March 1961
Miss English is perhaps predominantly a writers’ writer, although this does not mean that she is not also a readers’ writer. But apart from the sine qua non of any good novelist - readability - she has a remarkably articulate sense of form, and writes with the mixture of concern and passionate attention to her detail together with those delicious little flights of what I can only call pure writing fancy which are seldom found in the greater bulk of readers’ writers. The four voices are none of them - as the readers’ writers would say - pinned down to professional or external life. They are more like those various, interesting objects found upon beaches after a shipwreck; clearly they have all had some use but one is not quite sure what it was: one picks them up and examines them with curiosity and faint nostalgia for the unknown heyday of their utility. There is Mona, a gigantic old drunk, who has been married and had one daughter who died, and now lives on a pittance with an aunt in Belgravia. Her one time husband, Penry, was once some kind of journalist, who has brought vagrancy and total irresponsibility for any of his wives or children to an art so fine that they all feel constantly in his debt. There is Elizabeth, an earlier wife of Penry’s, a Catholic convert with a son called Gervase, whose silliness and dishonesty become pathetic when she had to face losing him to the fourth voice Blanche, a young woman who has left a rich husband and small daughter to embark on marriage with a bloodless young man.
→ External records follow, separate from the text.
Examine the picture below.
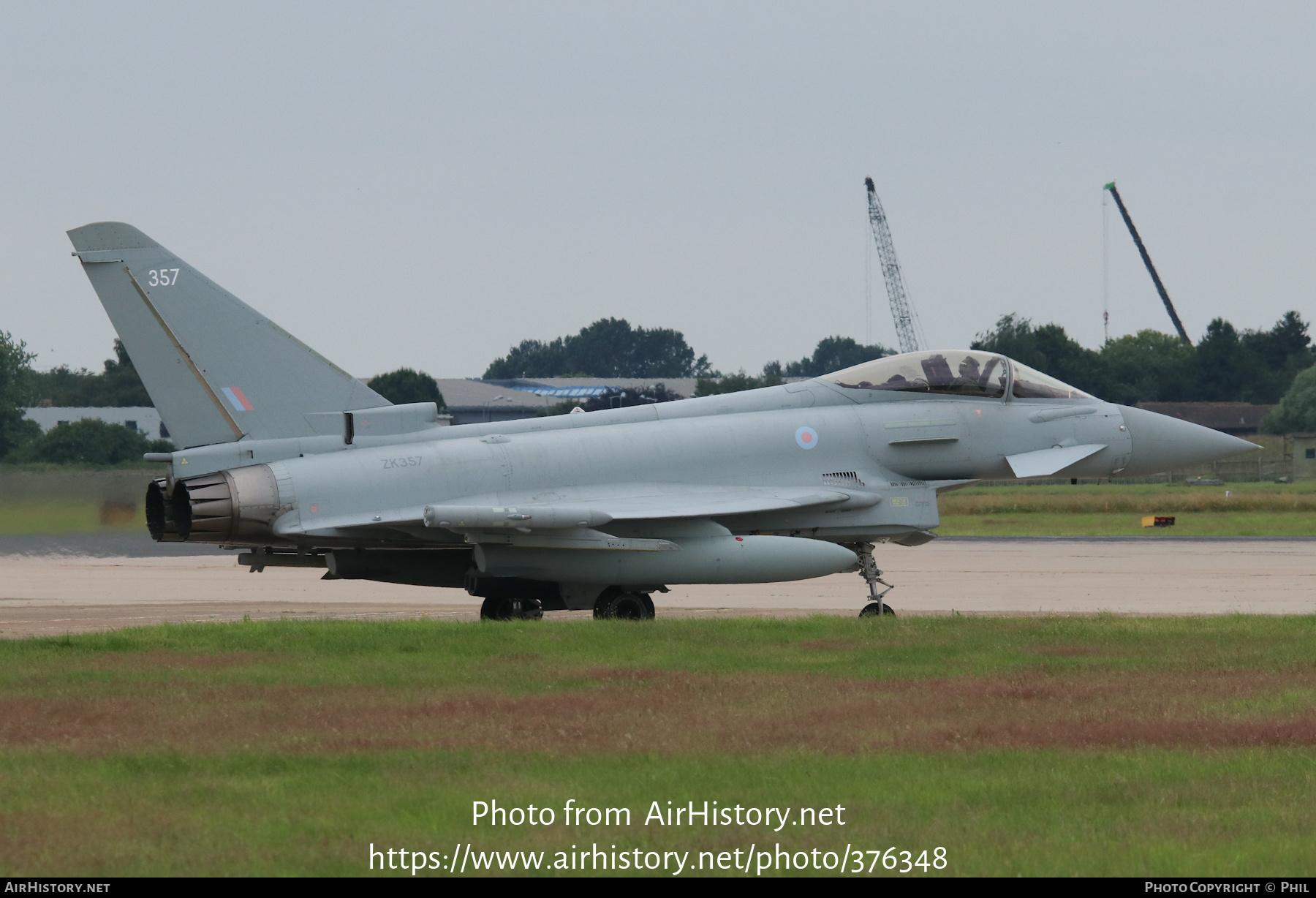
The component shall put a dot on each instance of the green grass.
(1051, 746)
(1118, 510)
(1130, 524)
(20, 516)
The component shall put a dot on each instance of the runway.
(53, 594)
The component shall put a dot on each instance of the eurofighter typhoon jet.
(287, 456)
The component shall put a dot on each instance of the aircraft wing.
(591, 508)
(1049, 461)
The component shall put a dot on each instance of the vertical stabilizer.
(216, 369)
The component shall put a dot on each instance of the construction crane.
(1146, 261)
(908, 331)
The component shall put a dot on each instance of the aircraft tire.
(500, 607)
(627, 606)
(877, 608)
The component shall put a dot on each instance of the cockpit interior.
(954, 371)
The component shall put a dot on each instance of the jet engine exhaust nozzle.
(233, 506)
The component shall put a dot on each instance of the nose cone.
(1162, 442)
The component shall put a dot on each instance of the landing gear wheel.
(506, 607)
(877, 610)
(625, 606)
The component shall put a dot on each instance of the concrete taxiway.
(53, 594)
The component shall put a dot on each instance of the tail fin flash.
(216, 369)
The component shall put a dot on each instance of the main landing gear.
(616, 605)
(504, 607)
(871, 576)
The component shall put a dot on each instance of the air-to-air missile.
(290, 457)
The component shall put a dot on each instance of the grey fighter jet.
(287, 456)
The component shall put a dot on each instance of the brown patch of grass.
(671, 712)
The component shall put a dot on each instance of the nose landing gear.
(871, 576)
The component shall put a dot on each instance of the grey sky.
(427, 184)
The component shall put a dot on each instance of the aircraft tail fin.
(216, 369)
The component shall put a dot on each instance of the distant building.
(1304, 455)
(135, 418)
(1237, 418)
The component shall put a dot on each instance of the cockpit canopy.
(956, 371)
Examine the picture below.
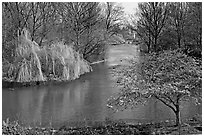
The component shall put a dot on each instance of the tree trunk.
(178, 117)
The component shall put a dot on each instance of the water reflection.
(80, 100)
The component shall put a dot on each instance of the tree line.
(169, 25)
(86, 25)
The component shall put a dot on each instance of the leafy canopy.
(169, 76)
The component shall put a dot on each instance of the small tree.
(170, 77)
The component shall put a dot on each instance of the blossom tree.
(170, 77)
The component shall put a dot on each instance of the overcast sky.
(129, 7)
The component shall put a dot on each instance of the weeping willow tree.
(33, 63)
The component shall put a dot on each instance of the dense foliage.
(163, 25)
(61, 36)
(170, 77)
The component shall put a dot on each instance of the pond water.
(83, 100)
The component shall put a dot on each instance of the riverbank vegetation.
(171, 71)
(44, 41)
(192, 126)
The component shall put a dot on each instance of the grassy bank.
(192, 126)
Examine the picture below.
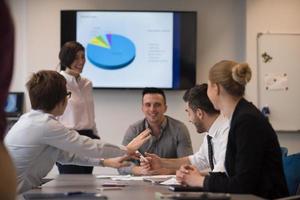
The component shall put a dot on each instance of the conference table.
(113, 189)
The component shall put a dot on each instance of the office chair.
(291, 167)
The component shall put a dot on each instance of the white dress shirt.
(219, 133)
(38, 140)
(79, 113)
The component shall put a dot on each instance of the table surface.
(133, 189)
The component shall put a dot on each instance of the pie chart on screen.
(110, 51)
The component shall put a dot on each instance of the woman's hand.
(138, 141)
(189, 175)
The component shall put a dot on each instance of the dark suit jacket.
(253, 157)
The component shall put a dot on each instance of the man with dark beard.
(206, 119)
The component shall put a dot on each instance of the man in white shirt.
(38, 140)
(207, 120)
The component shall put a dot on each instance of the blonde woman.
(253, 157)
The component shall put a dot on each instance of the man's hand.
(116, 162)
(154, 161)
(138, 141)
(189, 175)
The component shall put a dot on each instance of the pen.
(109, 188)
(141, 156)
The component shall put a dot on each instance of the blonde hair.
(232, 76)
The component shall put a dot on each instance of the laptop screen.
(14, 104)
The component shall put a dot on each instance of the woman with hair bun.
(253, 160)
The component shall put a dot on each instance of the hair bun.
(241, 73)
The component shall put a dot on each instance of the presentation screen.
(134, 49)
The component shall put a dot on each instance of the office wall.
(221, 31)
(275, 16)
(221, 34)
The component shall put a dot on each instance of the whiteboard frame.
(259, 103)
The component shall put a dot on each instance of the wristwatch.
(101, 162)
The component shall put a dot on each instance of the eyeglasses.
(69, 94)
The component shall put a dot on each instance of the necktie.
(210, 152)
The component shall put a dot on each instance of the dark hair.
(46, 89)
(68, 53)
(152, 90)
(197, 98)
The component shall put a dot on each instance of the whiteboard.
(279, 79)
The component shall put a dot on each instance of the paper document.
(171, 181)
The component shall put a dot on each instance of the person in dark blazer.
(253, 160)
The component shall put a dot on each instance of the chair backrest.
(291, 165)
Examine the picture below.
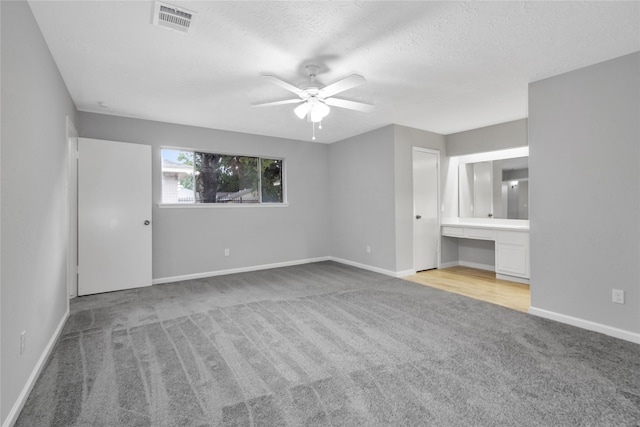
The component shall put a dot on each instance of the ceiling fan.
(316, 99)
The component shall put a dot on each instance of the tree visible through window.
(201, 177)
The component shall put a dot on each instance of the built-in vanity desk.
(511, 239)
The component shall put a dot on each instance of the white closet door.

Blanche is intelligent, vaguely literary, and with an emotional structure which is only spasmodically equal to her perceptions. Of these voices, who speak in random turn (Gervase neither deserves nor gets one), it is Mona who really wrings one’s heart - with her irrelevant clarities, her reckless vulgarity, her knowledge of the appearances which she is damned if she will keep up, and her understanding of the mutual dependence forged between herself and Penry by the indissoluble links of their different weaknesses. She reminded me in some ways of Joyce Carey’s Gully Jimpson in The Horse’s Mouth. Given that something which is both elegant and intricate can also have power, I think this is a powerful novel, and Miss English a very good writer indeed.